Jeszcze jakiś czas temu do odtwarzania muzyki używaliśmy walkmenów i odtwarzaczy CD. Potem pojawiły się odtwarzacze MP3, a potem ich funkcje przeszczepiono do telefonów. Dzisiejsze telefony dorównują już często jakością dźwięku dobrym odtwarzaczom. Oczywiście droga jeszcze daleka do naprawdę dobrej jakości, lecz wiele osób i tak tego nie słyszy używając dołączanych słuchawek. Jako, że teraz prawie każdy ma słuchawki w uszach, to muszą mieć także aplikacje pozwalające na odtwarzanie plików audio. Taką jest na jetAudio znany z komputerów.
Jeśli jesteśmy przy plikach, to warto zacząć od najważniejszych rozszerzeń jakie możemy odtworzyć. Są to MP3, OGG, FLAC, M4A, MPC, TTA, WV, APE i parę innych mniej popularnych. To sprawia, że ciężko będzie znaleźć plik, k którego nie „odpalimy”. Z tego też powodu jesteśmy przy pierwszym uruchomieniu pytani, czy chcemy odświeżyć bibliotekę, bo oczywiście standardowo Android nie wspiera tylu formatów.

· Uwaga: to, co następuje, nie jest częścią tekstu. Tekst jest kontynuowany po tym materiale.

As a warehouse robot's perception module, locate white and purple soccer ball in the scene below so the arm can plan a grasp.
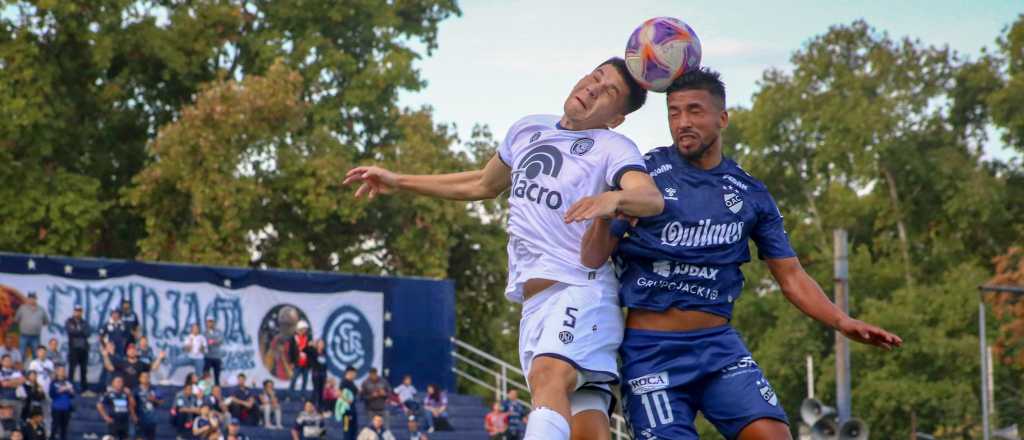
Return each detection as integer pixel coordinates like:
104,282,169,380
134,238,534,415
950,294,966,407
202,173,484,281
626,16,700,92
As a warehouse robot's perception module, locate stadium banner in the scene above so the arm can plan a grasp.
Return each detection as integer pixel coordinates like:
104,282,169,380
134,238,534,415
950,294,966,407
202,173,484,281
0,254,454,388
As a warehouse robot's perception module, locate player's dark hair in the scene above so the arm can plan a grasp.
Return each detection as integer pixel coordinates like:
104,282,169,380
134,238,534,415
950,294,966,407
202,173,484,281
597,56,647,115
665,68,725,108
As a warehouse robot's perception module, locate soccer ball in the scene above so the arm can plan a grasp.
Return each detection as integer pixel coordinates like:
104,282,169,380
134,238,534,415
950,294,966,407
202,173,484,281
626,16,700,92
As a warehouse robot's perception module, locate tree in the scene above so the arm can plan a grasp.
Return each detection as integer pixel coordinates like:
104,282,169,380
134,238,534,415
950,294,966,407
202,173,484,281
724,21,1024,438
0,0,459,258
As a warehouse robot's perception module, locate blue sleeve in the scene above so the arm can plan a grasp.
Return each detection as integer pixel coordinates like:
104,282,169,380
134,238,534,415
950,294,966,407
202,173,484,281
751,191,797,260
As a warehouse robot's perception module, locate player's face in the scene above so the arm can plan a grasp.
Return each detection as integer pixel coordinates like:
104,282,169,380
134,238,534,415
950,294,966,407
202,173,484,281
563,64,630,128
668,90,729,159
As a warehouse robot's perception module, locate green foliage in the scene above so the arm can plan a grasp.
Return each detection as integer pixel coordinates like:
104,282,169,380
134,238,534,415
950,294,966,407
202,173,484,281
726,20,1024,438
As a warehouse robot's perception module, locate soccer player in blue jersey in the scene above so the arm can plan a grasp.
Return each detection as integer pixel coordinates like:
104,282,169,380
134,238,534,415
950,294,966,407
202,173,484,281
582,69,902,440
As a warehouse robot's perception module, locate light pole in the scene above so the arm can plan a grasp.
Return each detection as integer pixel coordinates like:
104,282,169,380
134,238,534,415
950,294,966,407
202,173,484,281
978,284,1024,440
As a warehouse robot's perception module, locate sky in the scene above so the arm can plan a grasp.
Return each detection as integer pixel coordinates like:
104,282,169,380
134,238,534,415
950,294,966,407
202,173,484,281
400,0,1024,160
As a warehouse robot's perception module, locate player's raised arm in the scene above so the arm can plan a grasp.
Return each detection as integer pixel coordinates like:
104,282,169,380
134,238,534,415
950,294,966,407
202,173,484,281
765,257,903,350
565,171,665,223
580,216,637,269
344,155,512,201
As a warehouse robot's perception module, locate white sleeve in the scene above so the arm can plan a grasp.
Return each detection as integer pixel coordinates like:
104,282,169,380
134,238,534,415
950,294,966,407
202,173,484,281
498,118,526,168
604,136,647,188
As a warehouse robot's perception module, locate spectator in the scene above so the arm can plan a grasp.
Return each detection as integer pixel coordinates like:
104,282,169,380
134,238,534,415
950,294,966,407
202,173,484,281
394,375,420,415
0,354,25,417
203,385,230,421
171,382,200,438
224,417,249,440
319,378,341,419
99,309,131,356
29,346,54,390
409,415,430,440
502,389,528,440
46,338,67,366
14,292,50,355
132,371,164,440
184,324,207,376
121,299,139,344
305,339,327,411
292,400,327,440
135,336,161,384
423,384,452,433
0,400,20,439
65,304,92,397
93,341,120,395
0,333,24,369
227,373,259,425
96,376,136,440
29,346,53,432
183,372,203,400
193,403,220,438
22,408,46,440
259,380,285,430
356,414,395,440
203,318,224,385
334,366,359,440
199,371,214,396
359,368,391,425
103,344,167,390
17,370,48,422
49,365,75,440
483,402,509,440
288,321,310,392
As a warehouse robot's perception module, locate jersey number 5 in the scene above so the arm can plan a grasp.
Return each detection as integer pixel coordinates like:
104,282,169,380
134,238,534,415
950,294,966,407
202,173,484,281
562,307,580,328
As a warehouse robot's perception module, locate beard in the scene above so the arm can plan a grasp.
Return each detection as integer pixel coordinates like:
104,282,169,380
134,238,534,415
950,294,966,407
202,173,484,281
676,135,718,161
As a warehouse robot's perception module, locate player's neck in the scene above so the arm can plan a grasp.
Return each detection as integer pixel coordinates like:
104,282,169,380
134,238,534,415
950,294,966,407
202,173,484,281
684,139,722,171
557,115,608,131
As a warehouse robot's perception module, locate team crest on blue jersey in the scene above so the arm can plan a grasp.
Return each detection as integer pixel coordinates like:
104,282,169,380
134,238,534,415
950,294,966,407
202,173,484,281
569,137,594,156
722,185,743,214
757,379,778,406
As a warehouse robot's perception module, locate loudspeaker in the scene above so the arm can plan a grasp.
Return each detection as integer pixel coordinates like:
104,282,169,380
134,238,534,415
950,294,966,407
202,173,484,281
811,415,839,440
800,399,836,427
992,424,1021,440
839,417,867,440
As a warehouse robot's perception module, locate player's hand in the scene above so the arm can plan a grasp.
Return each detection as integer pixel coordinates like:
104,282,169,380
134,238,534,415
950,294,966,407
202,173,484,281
564,191,622,223
836,316,903,350
344,167,398,199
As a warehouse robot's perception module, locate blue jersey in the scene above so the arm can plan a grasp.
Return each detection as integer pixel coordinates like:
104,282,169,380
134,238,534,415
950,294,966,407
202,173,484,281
614,146,796,318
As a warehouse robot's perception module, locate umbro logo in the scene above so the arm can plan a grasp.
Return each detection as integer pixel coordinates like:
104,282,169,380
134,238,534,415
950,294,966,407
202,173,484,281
665,186,679,201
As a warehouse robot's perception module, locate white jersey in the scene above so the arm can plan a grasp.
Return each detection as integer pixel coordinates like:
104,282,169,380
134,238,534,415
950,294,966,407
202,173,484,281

Twórcy chwalą się equalizerem. Ten jest podobno rozbudowany. Nie wiem, czy można tak nazwać 10 paseczków (w wersji plus 20) ze sztywno ustawionymi częstotliwościami do regulacji. Prawdziwy EQ powinien mieć możliwość dostosowania sobie częstotliwości do własnych preferencji. No ale to tylko telefon. Nie powinienem się czepiać.
Uzupełnieniem korektora jest kilka efektów takich jak X-Bass czy poszerzanie stereo. Nie sprawdza się to raczej w odsłuchu.
Program ma jeszcze kilka przydatnych jak i mniej używanych funkcji. Do tych pierwszych na pewno należy gap less (brak przerw między utworami. Np. set podzielony na kilka plików nie będzie przerywać), cross fading (mieszanie kanałów, by nie męczyć słuchu przy dłuższej sesji) albo timer, który pomoże w zasypianiu. Dla mnie nieprzydatne jest na przykład spowalnianie o połowę prędkości.
Aplikacja jest bardzo dobra, ładnie wygląda, działa sprawnie. Czego chcieć więcej? No może brakuje tylko widgetów, których niestety nie ma.